Bei der Umstellung meiner Ernährung war ich auf der Suche nach neuen Rezepten, hat doch meine bisherige Art der Nahrungsaufnahme nicht wirklich zu einer dauerhaften Gewichtsreduktion beigetragen. Also im Grunde gar nicht…

So bin ich dann auf das folgende eines gebackenen Feta gestoßen.

Man nehme also Feta, hier in der Light Variante, eine Tomate, Knoblauch, etwas Öl, am besten mit ungesättigten Fettsäure, etwas Pfeffer und dazu eine kleine Aufflaufform.

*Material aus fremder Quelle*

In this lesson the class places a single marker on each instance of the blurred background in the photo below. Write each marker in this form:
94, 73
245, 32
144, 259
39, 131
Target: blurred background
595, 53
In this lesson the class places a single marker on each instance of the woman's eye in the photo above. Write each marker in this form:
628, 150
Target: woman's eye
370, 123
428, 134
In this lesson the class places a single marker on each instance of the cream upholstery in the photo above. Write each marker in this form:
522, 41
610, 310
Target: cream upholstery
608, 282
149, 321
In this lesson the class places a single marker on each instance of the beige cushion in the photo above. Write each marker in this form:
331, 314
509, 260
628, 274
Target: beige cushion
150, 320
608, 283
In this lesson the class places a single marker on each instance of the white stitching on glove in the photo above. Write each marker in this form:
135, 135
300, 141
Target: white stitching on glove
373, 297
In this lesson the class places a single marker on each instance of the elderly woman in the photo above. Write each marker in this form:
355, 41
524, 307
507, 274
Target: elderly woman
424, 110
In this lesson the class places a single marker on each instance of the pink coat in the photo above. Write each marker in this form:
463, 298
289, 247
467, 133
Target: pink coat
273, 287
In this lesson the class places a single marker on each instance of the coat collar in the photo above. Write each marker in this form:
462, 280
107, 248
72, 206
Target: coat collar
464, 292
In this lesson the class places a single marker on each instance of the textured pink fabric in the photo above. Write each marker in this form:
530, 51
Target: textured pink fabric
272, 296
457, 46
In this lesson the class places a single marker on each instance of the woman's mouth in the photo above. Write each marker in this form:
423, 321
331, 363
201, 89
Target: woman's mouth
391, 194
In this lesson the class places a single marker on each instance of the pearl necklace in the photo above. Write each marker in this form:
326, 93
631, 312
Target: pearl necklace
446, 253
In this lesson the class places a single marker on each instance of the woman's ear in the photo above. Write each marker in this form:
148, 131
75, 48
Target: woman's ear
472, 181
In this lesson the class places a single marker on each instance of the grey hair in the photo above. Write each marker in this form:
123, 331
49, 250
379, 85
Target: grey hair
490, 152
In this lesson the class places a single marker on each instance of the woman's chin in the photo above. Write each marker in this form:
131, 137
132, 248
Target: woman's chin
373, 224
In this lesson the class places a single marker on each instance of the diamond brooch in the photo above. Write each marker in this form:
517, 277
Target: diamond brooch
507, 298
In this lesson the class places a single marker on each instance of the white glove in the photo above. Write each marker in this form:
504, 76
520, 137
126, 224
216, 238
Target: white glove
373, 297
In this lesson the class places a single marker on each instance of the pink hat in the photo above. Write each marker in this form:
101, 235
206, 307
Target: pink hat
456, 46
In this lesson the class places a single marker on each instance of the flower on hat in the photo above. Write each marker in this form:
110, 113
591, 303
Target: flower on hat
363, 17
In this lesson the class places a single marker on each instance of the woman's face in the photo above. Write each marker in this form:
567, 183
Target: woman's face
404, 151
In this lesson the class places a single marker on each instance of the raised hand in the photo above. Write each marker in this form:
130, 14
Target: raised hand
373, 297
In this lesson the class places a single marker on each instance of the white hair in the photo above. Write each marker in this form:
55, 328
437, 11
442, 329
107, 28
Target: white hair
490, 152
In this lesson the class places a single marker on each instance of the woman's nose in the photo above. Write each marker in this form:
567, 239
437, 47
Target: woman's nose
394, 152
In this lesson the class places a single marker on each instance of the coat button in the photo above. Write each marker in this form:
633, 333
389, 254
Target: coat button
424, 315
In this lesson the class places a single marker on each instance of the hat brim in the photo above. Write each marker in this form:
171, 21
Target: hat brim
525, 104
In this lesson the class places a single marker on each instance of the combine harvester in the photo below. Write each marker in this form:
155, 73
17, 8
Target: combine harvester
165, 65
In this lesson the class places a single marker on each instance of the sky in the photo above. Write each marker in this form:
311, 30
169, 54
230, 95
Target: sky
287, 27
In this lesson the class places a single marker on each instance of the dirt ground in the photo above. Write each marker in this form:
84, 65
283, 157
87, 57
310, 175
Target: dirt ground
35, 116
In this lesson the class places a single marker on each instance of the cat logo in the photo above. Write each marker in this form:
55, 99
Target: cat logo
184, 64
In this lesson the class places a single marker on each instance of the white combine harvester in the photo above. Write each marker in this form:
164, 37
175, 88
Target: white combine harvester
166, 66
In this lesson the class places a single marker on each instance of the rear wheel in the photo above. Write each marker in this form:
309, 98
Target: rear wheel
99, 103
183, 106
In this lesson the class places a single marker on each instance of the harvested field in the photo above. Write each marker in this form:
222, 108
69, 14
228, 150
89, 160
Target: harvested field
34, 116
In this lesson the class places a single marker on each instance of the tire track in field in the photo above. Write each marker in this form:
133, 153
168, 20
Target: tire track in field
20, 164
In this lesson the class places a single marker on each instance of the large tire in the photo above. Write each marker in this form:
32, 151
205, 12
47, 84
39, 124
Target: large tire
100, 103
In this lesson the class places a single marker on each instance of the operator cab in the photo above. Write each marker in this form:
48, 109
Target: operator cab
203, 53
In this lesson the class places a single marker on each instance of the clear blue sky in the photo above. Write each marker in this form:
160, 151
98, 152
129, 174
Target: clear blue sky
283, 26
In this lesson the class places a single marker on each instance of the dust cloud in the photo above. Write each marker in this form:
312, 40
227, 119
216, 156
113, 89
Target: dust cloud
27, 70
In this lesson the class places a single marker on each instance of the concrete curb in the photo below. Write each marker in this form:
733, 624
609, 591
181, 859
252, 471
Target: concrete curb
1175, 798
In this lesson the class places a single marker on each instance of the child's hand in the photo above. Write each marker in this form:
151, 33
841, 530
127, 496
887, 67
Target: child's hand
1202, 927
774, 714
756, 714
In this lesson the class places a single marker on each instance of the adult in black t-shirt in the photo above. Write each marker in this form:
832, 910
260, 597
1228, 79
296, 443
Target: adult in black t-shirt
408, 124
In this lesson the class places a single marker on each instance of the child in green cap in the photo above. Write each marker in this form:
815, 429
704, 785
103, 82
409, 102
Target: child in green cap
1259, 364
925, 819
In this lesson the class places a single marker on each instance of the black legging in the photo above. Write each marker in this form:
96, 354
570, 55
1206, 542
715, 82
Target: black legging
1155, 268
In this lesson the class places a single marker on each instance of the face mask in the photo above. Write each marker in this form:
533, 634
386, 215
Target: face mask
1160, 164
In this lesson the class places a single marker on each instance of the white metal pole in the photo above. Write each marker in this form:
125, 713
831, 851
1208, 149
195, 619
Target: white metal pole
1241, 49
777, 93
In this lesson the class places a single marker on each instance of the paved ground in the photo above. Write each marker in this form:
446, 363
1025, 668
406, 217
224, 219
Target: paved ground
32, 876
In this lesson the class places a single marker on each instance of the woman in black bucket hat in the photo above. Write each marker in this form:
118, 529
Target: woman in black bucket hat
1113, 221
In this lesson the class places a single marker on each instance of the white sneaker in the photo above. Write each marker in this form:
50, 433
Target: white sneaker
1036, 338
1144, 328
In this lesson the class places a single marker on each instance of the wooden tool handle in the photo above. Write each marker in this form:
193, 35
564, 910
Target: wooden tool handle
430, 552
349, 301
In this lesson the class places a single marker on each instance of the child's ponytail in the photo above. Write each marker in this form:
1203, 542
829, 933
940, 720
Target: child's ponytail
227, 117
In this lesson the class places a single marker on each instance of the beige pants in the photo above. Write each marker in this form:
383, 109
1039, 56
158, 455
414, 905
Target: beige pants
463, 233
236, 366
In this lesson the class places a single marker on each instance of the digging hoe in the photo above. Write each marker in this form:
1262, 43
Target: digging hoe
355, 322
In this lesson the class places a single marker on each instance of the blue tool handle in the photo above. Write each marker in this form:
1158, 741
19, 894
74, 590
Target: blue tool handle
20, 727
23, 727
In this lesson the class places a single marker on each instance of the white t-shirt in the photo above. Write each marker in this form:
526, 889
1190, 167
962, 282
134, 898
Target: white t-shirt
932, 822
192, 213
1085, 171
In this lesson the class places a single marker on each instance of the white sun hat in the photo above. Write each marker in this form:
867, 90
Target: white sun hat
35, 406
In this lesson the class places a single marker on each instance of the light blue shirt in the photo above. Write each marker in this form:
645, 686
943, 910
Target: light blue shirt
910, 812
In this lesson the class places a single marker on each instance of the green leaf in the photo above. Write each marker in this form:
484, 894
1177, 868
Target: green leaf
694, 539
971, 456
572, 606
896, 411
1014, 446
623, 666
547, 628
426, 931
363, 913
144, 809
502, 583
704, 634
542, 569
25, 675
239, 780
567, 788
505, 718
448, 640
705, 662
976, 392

Den Feta klein schneiden, ich mache Streifen daraus, ebenso die Tomaten, dann in die Auflaufform geben. Bei mir ist das die „Lasagne-Variante“, also eine Schicht Feta, dann Tomate, die nächste Schicht Feta und die zweite Schicht Tomate. Als nächstes Pfeffer drüber und nach Belieben andere Gewürze dazu geben.
Den Knoblauch durch die Knoblauchpresse drücken und in etwas Öl verrühren, anschließend auf die Tomaten und den Feta träufeln.

Jetzt in den vorgeheizten Backofen geben und bei etwas 200 Grad ungefähr 20 Minuten backen.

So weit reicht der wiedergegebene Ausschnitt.